On 14 February ‘RIA Novosti’ reported that senator Lyudmila Narusova had introduced a packet of draft legislation.
The legislation intends to introduce a new article to Russia’s Criminal Code – Article 286.2 ‘On torture’.
In cases of torture committed with weapons or specialised devices, or in particularly violent cases, sentences of between five and 15 years are proposed by the bill.
The draft bill likewise proposes to dismiss any evidence obtained from a person under conditions classified as torture.

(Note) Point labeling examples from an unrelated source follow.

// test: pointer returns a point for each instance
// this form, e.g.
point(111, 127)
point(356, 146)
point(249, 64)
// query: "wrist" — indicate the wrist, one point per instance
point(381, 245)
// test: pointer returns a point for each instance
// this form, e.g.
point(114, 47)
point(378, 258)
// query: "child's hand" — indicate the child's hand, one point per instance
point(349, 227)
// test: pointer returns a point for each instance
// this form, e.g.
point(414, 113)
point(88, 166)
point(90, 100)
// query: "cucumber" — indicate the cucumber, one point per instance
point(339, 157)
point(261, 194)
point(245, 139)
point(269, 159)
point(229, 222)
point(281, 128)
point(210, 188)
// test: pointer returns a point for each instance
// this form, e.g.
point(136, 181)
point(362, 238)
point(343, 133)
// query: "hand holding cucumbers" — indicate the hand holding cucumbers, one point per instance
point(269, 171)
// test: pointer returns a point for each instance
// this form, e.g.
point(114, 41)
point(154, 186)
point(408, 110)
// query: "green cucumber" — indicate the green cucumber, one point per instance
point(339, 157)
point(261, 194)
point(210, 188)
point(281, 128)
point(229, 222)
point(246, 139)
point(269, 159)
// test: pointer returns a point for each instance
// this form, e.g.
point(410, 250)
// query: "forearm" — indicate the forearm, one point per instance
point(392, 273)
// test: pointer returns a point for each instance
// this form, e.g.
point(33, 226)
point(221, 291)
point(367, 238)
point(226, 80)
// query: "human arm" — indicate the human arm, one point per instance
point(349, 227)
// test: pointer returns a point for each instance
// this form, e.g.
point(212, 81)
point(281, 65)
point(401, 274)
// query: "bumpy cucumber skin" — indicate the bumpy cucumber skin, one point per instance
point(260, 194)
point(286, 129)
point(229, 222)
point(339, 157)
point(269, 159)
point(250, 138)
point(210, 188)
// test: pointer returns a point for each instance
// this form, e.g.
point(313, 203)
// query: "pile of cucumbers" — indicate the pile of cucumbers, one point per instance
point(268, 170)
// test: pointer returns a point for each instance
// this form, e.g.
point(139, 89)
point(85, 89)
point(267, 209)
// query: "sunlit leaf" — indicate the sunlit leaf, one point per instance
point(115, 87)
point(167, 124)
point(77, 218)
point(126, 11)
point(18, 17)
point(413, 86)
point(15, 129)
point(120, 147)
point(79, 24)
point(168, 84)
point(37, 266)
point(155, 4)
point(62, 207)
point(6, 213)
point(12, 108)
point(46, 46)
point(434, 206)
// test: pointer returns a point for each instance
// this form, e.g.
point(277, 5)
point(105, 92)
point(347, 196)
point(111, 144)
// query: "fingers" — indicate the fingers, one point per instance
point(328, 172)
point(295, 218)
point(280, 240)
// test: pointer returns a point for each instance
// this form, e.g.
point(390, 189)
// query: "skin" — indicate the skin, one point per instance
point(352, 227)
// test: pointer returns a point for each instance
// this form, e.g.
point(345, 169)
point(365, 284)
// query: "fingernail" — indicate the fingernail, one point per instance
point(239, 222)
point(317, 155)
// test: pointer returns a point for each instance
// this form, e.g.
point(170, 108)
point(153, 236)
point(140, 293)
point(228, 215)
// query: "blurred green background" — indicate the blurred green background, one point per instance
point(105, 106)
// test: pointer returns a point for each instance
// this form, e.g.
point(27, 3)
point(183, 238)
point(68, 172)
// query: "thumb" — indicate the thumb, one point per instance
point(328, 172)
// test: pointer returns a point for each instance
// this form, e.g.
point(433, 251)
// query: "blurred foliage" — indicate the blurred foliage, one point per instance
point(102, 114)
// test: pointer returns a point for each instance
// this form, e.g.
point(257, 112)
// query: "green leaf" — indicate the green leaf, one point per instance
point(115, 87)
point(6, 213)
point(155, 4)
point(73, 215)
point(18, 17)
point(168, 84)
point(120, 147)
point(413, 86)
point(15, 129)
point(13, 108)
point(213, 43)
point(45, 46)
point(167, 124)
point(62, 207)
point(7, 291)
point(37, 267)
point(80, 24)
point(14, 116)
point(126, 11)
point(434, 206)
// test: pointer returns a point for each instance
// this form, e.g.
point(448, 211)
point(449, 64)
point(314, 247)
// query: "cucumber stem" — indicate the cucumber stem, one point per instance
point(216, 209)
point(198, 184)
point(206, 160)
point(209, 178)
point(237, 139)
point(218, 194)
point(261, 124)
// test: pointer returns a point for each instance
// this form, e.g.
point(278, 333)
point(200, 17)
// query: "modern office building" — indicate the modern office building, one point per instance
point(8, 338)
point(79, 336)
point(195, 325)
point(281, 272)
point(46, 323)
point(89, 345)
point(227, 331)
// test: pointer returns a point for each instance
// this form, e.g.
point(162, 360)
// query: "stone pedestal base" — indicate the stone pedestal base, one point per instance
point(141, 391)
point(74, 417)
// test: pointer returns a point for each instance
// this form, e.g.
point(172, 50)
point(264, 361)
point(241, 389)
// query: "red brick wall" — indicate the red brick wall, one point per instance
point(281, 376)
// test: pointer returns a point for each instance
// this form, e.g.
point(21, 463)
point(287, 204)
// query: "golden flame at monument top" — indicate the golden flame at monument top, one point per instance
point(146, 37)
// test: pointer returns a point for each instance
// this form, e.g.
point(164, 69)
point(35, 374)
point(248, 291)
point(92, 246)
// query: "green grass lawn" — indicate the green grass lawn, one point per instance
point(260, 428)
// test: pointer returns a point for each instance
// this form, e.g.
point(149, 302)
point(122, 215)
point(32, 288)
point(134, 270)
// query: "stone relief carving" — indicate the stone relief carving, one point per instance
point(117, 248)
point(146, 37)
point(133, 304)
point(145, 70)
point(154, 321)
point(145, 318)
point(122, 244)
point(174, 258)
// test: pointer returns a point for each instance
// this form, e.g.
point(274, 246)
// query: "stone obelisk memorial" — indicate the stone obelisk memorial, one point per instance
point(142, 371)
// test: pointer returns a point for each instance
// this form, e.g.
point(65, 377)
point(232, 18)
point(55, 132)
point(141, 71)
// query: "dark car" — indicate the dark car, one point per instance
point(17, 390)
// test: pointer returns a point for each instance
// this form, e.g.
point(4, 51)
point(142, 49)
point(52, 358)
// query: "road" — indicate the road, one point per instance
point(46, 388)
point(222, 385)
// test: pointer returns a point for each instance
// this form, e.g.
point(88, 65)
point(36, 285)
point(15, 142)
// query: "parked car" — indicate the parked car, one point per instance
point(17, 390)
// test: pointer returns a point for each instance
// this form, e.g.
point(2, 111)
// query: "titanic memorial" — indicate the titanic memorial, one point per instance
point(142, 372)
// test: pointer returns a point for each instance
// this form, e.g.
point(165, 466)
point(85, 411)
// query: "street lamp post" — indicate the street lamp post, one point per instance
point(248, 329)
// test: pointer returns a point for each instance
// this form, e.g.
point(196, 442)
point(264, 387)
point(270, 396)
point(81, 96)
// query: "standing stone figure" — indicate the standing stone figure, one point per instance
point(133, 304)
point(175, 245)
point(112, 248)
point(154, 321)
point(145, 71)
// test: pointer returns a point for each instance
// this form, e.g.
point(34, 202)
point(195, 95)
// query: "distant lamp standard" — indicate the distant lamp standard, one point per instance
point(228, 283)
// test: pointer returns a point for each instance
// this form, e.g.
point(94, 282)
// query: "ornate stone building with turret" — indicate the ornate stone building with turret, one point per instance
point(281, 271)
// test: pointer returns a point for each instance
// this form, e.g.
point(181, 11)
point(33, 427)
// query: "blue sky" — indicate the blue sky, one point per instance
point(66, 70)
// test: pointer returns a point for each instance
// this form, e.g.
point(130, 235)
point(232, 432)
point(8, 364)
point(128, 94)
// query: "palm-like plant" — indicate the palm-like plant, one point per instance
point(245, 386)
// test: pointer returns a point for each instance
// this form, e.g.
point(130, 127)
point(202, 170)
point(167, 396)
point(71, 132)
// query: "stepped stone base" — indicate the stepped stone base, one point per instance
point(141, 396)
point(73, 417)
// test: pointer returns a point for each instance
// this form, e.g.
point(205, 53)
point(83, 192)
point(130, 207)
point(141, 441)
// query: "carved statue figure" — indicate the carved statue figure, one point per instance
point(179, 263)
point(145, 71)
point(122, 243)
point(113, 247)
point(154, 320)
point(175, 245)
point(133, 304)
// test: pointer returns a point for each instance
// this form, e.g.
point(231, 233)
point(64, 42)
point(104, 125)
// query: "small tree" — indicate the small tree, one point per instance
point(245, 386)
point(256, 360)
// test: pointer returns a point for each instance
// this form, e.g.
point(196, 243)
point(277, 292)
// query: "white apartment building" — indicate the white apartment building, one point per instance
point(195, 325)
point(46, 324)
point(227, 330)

Torture, according to the draft bill, refers to “any act of physical pain or suffering, whether physical or emotional, done to a person with the intent of acquiring information or a confession from that person or a third party, or punishing a person for an act committed by that person or a third party, or for any reason arising from any sort of discrimination.”
This bill is an alternative to another draft bill prepared and introduced in the State Duma by senators Andrey Klishas, Vladimir Poletaev, and Deputy Pavel Krasheninnikov.
This other legislation does not propose a separate article on torture, but amendments to existing articles, Article 286 ‘On abuses of power’ and Article 302 ‘On forced confessions’.
The Committee Against Torture does not consider that the draft bill proposed by Klishas would eradicate torture as a practice in Russia or bring perpetrators to justice. This position has been supported by the signatures of dozens of human rights activist and organisations.
A better alternative
The head of the analysis department at the Committee Against Torture, Dmitry Kazakov, believes that Narusova’s draft bill is better than that of Klishas and Krasheninnikov, as it proposes a separate article.
“However, the senator’s bill is focused only on torture and doesn’t involve other forms of violent, inhumane or humiliating behaviour. Some of the acts which don’t fall under the new article will come under the old article 286, as they do now, so there won’t be a single unified legislative act,” said Kazakov.
According to him, Narusova’s draft bill does not give a definition of persons acting in an official capacity, although they are taken into consideration as the victims of torture.
“In general, this draft bill is better, but it needs some revision.
But, unfortunately, the prospects of a draft bill are determined not by its quality but by how many backers it has from different departments.
My impression is that the draft bill introduced in December 2021 deals with the issues much better,” he said.